In a couple of minutes I got a gigabyte of those.
Comment 13 Takashi Iwai 2019-07-05 14:54:15 UTC
Then it's very likely an upstream problem, as Leap 15.1 already got most of updates for nouveau.
To be sure, try the 5.1.x kernel from Kernel:stable repo.  If this still doesn't work, continue on the upstream bug tracker, bugs.freedesktop.org.
If 5.1 kernel works, we may still have some chance for a fix backport to Leap 15.1.
Comment 14 Iakov Karpov 2019-07-05 15:17:45 UTC
Created attachment 809571 [details]
kernel error message

(In reply to Takashi Iwai from comment #13)
> Then it's very likely an upstream problem, as Leap 15.1 already got most of
> updates for nouveau.
> To be sure, try the 5.1.x kernel from Kernel:stable repo.  If this still
> doesn't work, continue on the upstream bug tracker, bugs.freedesktop.org.
> If 5.1 kernel works, we may still have some chance for a fix backport to
> Leap 15.1.

5.1.16 is also affected, however it's a little bit more informative (see attachment).
I've reported this upstream a year ago, but they seem to ignore it.
Comment 15 Takashi Iwai 2019-07-05 15:28:56 UTC
Just try to ping again the upstream bug tracker.  Developers are overloaded, but active reports give more chance for the attention.
Comment 16 Takashi Iwai 2020-05-15 12:06:07 UTC
Could you check whether the problem persists with Leap 15.2?  It goes to 5.3 kernel (with a bunch of backports), so we have a better chance now.
Comment 17 Iakov Karpov 2020-05-15 16:12:14 UTC
(In reply to Takashi Iwai from comment #16)
> Could you check whether the problem persists with Leap 15.2?  It goes to 5.3
> kernel (with a bunch of backports), so we have a better chance now.

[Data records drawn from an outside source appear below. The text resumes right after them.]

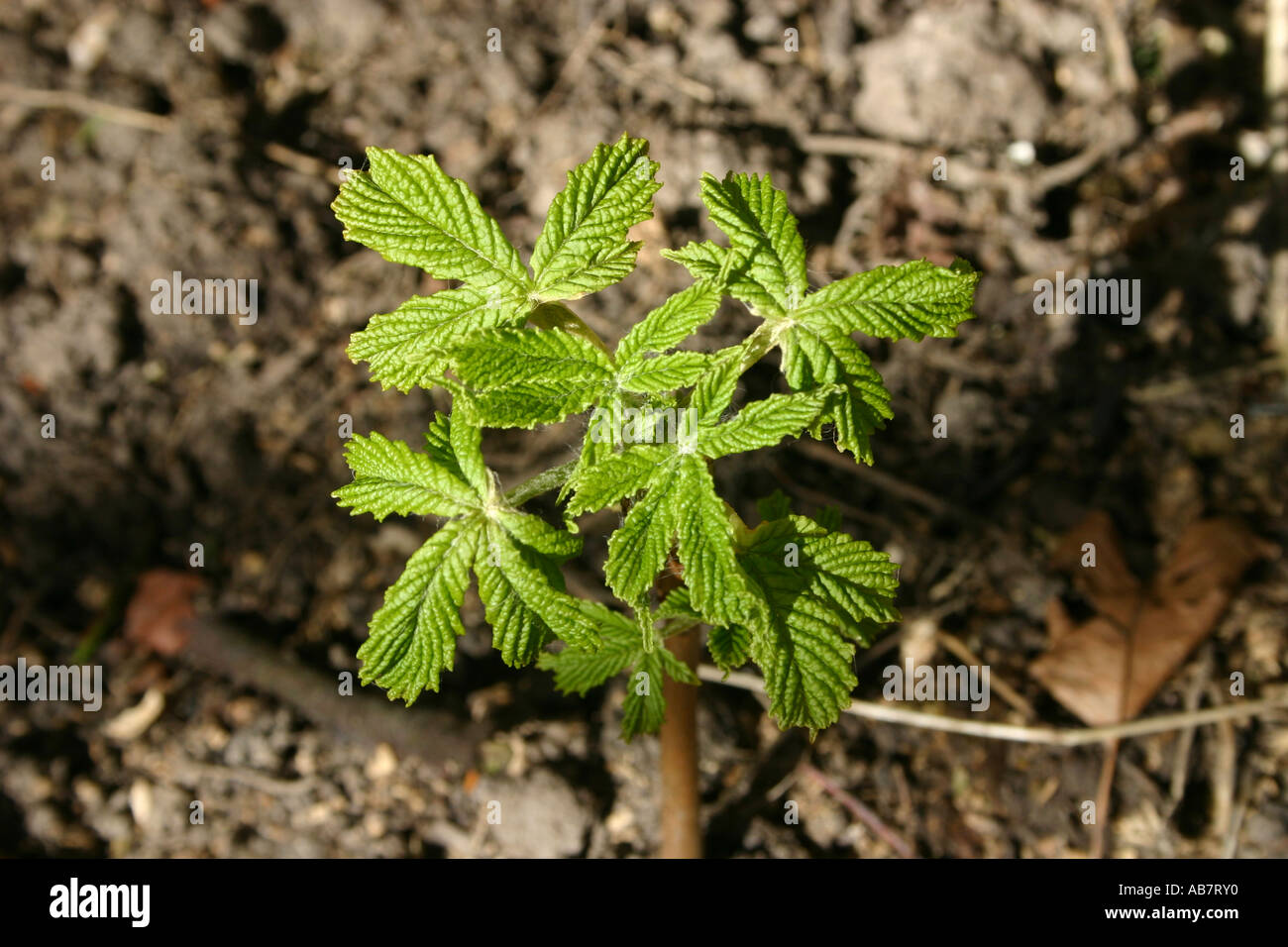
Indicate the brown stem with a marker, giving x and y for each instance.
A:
(682, 838)
(682, 835)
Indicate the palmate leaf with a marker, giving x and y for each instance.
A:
(622, 651)
(514, 556)
(583, 247)
(763, 232)
(528, 376)
(390, 476)
(802, 634)
(410, 211)
(520, 377)
(410, 346)
(812, 357)
(812, 330)
(681, 509)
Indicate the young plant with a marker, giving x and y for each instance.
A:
(791, 594)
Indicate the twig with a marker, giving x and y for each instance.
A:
(75, 102)
(1120, 50)
(1018, 733)
(1104, 797)
(859, 810)
(1276, 127)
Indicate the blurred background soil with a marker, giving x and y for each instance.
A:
(180, 429)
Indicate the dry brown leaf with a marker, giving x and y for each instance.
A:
(159, 612)
(1109, 668)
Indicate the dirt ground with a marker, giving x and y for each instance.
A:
(178, 429)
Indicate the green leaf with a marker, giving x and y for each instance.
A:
(729, 646)
(761, 230)
(583, 247)
(859, 402)
(614, 475)
(389, 476)
(410, 211)
(810, 612)
(644, 706)
(578, 672)
(907, 302)
(664, 372)
(524, 602)
(410, 346)
(412, 638)
(519, 377)
(763, 423)
(704, 545)
(465, 437)
(675, 320)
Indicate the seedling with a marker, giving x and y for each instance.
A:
(791, 594)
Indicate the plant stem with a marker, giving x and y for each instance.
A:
(540, 483)
(682, 835)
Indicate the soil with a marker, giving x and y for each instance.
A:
(180, 429)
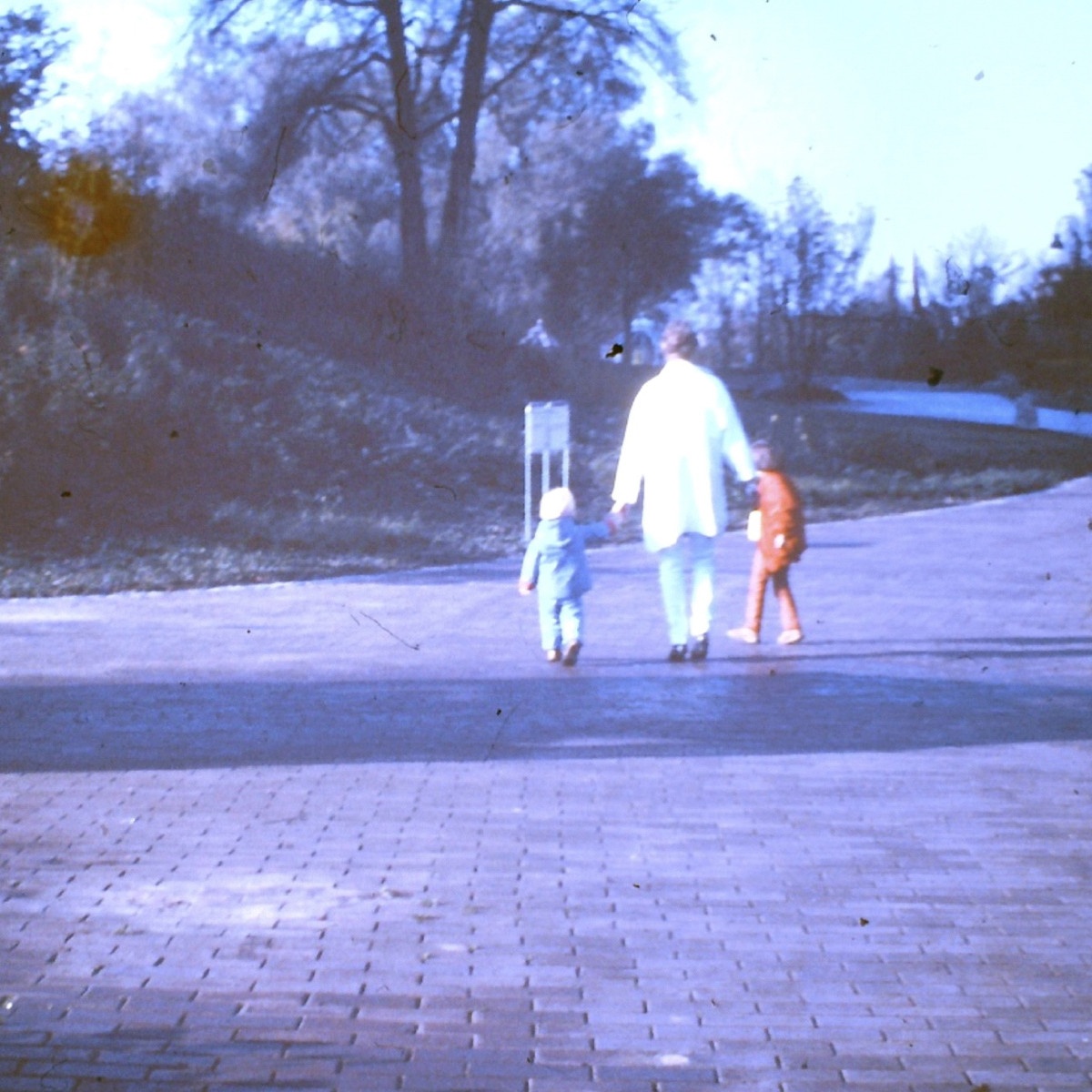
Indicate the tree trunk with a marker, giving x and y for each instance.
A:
(461, 173)
(404, 136)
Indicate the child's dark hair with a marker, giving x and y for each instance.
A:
(765, 456)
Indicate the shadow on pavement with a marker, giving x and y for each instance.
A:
(566, 715)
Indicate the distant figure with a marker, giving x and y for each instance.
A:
(780, 543)
(682, 431)
(1026, 412)
(556, 563)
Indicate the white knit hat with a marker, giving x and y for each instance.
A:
(557, 502)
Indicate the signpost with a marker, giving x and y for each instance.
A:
(545, 432)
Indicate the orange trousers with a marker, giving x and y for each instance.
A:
(756, 595)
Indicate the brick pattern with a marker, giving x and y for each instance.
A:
(911, 921)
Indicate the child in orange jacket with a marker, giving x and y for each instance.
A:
(781, 541)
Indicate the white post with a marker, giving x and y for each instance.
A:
(545, 430)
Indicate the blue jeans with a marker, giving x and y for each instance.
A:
(561, 622)
(687, 616)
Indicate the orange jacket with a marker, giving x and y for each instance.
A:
(782, 541)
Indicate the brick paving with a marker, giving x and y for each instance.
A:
(358, 835)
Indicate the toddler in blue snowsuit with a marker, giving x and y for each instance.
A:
(556, 563)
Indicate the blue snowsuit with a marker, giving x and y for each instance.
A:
(556, 563)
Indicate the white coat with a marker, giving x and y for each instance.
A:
(682, 430)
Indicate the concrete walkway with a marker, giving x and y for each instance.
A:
(359, 834)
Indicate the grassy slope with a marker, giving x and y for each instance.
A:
(438, 485)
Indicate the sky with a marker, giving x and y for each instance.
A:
(948, 118)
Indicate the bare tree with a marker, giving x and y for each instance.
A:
(421, 72)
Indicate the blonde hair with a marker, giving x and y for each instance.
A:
(557, 502)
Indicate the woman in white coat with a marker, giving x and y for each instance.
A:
(682, 430)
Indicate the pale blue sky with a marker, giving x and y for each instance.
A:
(945, 116)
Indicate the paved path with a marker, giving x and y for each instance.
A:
(359, 835)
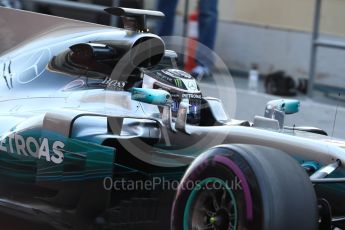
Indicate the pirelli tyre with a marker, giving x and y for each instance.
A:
(245, 187)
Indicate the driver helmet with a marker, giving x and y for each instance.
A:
(182, 87)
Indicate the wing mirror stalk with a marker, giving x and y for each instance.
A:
(277, 109)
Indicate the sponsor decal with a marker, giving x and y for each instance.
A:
(178, 82)
(114, 84)
(191, 96)
(40, 148)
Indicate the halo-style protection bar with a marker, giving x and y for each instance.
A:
(134, 19)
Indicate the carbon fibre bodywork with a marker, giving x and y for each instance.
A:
(63, 130)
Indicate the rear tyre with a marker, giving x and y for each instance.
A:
(244, 187)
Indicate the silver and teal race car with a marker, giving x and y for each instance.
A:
(99, 129)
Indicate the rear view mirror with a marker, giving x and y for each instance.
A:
(276, 109)
(152, 96)
(287, 106)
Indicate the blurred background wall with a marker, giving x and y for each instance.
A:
(275, 34)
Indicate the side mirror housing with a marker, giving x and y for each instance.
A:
(151, 96)
(287, 106)
(277, 109)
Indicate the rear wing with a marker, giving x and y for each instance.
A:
(134, 19)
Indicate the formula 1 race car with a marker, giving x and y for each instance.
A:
(90, 115)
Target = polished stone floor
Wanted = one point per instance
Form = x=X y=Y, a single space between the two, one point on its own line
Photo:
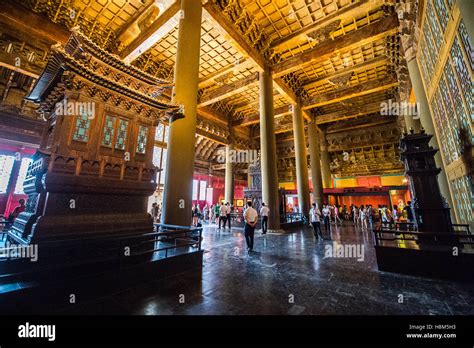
x=286 y=274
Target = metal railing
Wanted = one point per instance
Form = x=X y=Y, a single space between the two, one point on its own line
x=292 y=217
x=404 y=238
x=85 y=251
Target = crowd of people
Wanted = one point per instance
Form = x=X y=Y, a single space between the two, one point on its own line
x=363 y=216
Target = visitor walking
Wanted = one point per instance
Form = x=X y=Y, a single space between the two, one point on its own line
x=195 y=214
x=315 y=218
x=370 y=215
x=250 y=218
x=222 y=214
x=264 y=211
x=336 y=215
x=409 y=212
x=363 y=217
x=217 y=211
x=227 y=214
x=327 y=221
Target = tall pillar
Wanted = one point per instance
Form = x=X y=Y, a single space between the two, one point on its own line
x=301 y=160
x=316 y=177
x=229 y=175
x=177 y=196
x=325 y=160
x=427 y=123
x=411 y=122
x=268 y=150
x=466 y=7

I've installed 15.2 kernel on top of my 15.1, problem still persists.
Comment 18 Takashi Iwai 2020-05-15 17:02:25 UTC
It's a pity that nouveau isn't maintained well enough in many aspects.

Could you try the 5.6.y kernel?  Just to make sure.
Comment 19 Iakov Karpov 2020-05-15 17:29:37 UTC
(In reply to Takashi Iwai from comment #18)
> It's a pity that nouveau isn't maintained well enough in many aspects.
> 
> Could you try the 5.6.y kernel?  Just to make sure.

5.6.13 doesn't work either
Comment 20 Takashi Iwai 2024-03-07 14:29:29 UTC
Since this is an old distro issue, I close now as WONTFIX.
If you have the same problem with the latest openSUSE versions, please reopen.  Thanks.